# Am I the only one that didn't know???



## Kalne (Oct 25, 2007)

That delivery confirmation was free when you print the postage at home???? Thank you, thank you, thank you to whomever it was that mentioned it in another thread! I just sent off 4 pkgs and saved $2.60. Not a ton but if we average 6 pkgs a week that's over $15 per month and I love saving! Most of that is dd's but it's all in the family. 

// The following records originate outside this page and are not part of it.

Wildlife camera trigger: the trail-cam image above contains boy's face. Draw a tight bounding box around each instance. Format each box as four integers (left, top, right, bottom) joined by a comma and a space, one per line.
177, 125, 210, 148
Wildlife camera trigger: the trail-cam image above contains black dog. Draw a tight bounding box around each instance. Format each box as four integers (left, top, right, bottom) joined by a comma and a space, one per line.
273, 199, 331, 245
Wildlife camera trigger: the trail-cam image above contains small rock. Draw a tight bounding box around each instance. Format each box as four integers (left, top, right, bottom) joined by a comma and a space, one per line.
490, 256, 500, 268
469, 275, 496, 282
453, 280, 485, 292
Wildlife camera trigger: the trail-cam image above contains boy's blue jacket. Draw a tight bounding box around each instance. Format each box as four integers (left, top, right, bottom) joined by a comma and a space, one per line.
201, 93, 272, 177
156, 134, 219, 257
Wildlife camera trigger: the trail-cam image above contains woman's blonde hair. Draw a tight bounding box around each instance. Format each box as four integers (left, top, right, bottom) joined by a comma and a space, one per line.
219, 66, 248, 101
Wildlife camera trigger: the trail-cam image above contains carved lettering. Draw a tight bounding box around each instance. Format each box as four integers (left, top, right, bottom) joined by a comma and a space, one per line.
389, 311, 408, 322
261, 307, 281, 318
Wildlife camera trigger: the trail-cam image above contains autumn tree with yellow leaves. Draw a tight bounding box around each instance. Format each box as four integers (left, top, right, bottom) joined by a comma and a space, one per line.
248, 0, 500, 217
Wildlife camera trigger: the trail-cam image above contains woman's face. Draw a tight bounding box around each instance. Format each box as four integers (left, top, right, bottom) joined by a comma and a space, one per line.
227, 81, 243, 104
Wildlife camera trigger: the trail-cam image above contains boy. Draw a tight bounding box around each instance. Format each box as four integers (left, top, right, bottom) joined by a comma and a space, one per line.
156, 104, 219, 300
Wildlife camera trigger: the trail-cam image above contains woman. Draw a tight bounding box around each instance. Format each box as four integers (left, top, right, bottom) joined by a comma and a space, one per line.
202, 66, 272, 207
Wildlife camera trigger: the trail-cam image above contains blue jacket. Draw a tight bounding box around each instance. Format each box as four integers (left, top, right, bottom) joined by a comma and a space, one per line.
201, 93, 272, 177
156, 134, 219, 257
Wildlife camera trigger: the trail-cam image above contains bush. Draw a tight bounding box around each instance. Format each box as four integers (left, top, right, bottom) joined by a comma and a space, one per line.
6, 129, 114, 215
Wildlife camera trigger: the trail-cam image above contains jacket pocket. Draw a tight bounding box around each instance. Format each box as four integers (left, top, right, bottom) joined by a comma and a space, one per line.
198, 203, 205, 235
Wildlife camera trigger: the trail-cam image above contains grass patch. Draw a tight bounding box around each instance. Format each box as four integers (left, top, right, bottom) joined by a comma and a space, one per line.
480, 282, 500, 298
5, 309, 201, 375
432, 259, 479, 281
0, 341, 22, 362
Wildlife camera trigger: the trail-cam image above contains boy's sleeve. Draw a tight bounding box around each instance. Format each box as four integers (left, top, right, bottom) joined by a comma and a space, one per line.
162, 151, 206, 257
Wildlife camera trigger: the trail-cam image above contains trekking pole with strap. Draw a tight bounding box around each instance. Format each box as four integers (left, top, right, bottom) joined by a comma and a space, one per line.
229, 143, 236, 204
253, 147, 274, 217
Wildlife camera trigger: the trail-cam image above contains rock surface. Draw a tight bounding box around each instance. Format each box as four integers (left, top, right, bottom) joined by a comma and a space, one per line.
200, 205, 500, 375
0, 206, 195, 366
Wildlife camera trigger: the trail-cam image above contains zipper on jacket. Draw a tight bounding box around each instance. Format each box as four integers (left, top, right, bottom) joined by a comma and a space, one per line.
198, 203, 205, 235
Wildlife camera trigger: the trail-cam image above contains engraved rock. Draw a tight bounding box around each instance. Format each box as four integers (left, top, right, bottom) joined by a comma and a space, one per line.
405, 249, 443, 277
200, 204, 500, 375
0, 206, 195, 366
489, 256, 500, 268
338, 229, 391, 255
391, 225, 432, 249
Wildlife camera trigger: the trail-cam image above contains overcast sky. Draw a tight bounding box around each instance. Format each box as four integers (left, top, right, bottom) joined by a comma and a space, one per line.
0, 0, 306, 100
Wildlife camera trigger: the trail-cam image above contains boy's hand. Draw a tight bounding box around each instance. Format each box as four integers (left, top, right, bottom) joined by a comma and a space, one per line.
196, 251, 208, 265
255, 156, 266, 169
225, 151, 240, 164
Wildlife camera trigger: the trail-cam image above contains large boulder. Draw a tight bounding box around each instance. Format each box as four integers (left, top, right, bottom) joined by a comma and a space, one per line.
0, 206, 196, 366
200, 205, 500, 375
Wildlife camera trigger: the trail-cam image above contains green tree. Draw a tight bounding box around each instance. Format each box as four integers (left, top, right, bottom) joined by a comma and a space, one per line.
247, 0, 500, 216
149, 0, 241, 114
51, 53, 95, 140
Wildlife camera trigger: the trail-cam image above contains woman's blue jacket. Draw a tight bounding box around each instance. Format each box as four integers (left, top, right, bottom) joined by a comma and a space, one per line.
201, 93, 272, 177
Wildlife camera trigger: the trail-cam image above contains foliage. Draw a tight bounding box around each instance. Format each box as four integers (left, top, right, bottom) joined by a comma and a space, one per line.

I just took advantage of having them come to my home to pick up the boxes too. It was easy to do. The P.O. is only about 8 miles round trip but multiply that by twice a week and I'll save some gas money each month too! With the price of everything going up, up, up, these little things make me very happy.


----------



## Guest (Jan 18, 2008)

Glad to have been able to help you out. 

I love Click N' Ship. It's such a huge time saver, keeps all of your addresses in a file and saves you money on Delivery Confirmation. Oh, and did you know that you can also schedule free carrier pickup as well?

Great service!

Sara


----------



## Guest (Jan 18, 2008)

Okay, I knew none of this! Thanks Sara


----------



## kidsngarden (Oct 28, 2007)

My carrier won't deliver or pick up from me :sniffle But my hubby works right near a post net so he can drop off there! When I am getting something delivered I almost always choose ups or fedex as long as it doesn't cost too much! because I have to go 15 miles into town to pick up my stuff at USPS!!! I guess if they are rural and you live more than 1/4 mile away from your mailbox they don't have to attempt to deliver if they don't want to - and she doesn't!!!

I like having free confirmation too, but I've heard it really gaurantees nothing anyway. folks have still gotten burned before.

Bethany


----------



## Kalne (Oct 25, 2007)

Oh, I agree that it doesn't guarantee anything but it proves that I sent a package to a certain zip code on such a date. Back in my early days of selling on ebay there were buyers who would claim their pkg didn't arrive trying to get a refund and you had no way to attempt to prove that it did moreless that you even sent it. WIthout insurance I don't guarantee p.o. handling & delivery but the DC has thwarted buyers more than once saying they didn't get anything. (Not talking soap here.)


----------



## KUrby (Oct 27, 2007)

I knew of none of this either. How do you print the labels? Do you get them from the PO?
Karen


----------



## Guest (Jan 18, 2008)

Print on plain white paper, cut them out and tape them to your package.

Easy, peasy!

Sara


----------



## NubianSoaps.com (Oct 26, 2007)

Also on the site they have a button to click for carrier pickup! I put in an extra large mailbox to hold boxes, but if I have more than 3 I put a note up on my mailbox with the flag up that tells her I have packages..use a magnate.

Here carriers can not pick up pacakges anymore that are not paid for, before I gave her all the boxes and one check and she did it all for me. Now they must have a click and ship label so they can track the box back to you. My carrier gets a bonus for packages, so I give her all I can, she loves me! Vicki


----------



## Kalne (Oct 25, 2007)

We were trying to figure a way to put something out by the box to hold packages. Love the magnet idea for a note....I never would have thought of that.


----------



## Sheryl (Oct 27, 2007)

I used to love click-n-ship. Used it all the time. Until a couple of months ago, when it charged my credit card 3 or 4 times for the same postage, did not give me a printed shipping label, and then said it did not charge me for my shipping! Well! Didn't even have proof in my shipping history. What a mess. I had to go through my credit card company to get the money back. Very scary. Now I am afraid to use click-n-ship. And it saved me soooooo much time! :/

Sheryl


----------